Dawes grew out of the band Simon Dawes, which Goldsmith started at age 15 with fellow songwriter Blake Mills. The name was a combination of the two members' partial birth names that subsequently went unused. Although Goldsmith recalls that “pretty quickly we were over the name”, he kept the Dawes bit when Mills went solo and he recruited his younger brother Griffin to play drums. Then 21, Goldsmith is now 26; Griffin is 21 and the rest of the band range in age from 23 (bassist Wylie Gelber) to 31 (keyboardist Tay Strathairn).

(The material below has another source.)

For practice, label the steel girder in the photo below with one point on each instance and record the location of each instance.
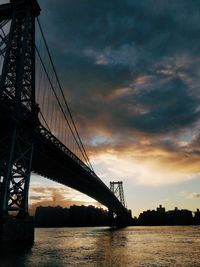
(17, 93)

Dawes have already achieved more than their predecessor. Nothing Is Wrong has sparked rapturous reviews and both albums were released on the high-profile label ATO in the US. The band recently appeared on the American TV show Parenthood and covered Vince Guaraldi's classic Christmas Time Is Here for The Onion AV Club. Coming here for the first time to play Bluesfest and Boogie – not to mention those support dates with Earle and MMJ – Dawes seem destined for the kind of posh bigger rooms depicted on the cover photo of Nothing Is Wrong.

“Yeah, playing bigger rooms and having nobody show up,” Goldsmith laughs, alluding to the lack of an audience in the photo. (Makes sense: it was taken during soundcheck). But he admits the second album's road-tested songs have proven a boon: “This record has been a transitional period for the band in a great way. We didn't know what it was gonna bring. It could easily set us back a few steps or push us forward a few steps, and we're happy to say that [the latter] seems to be what it's done.”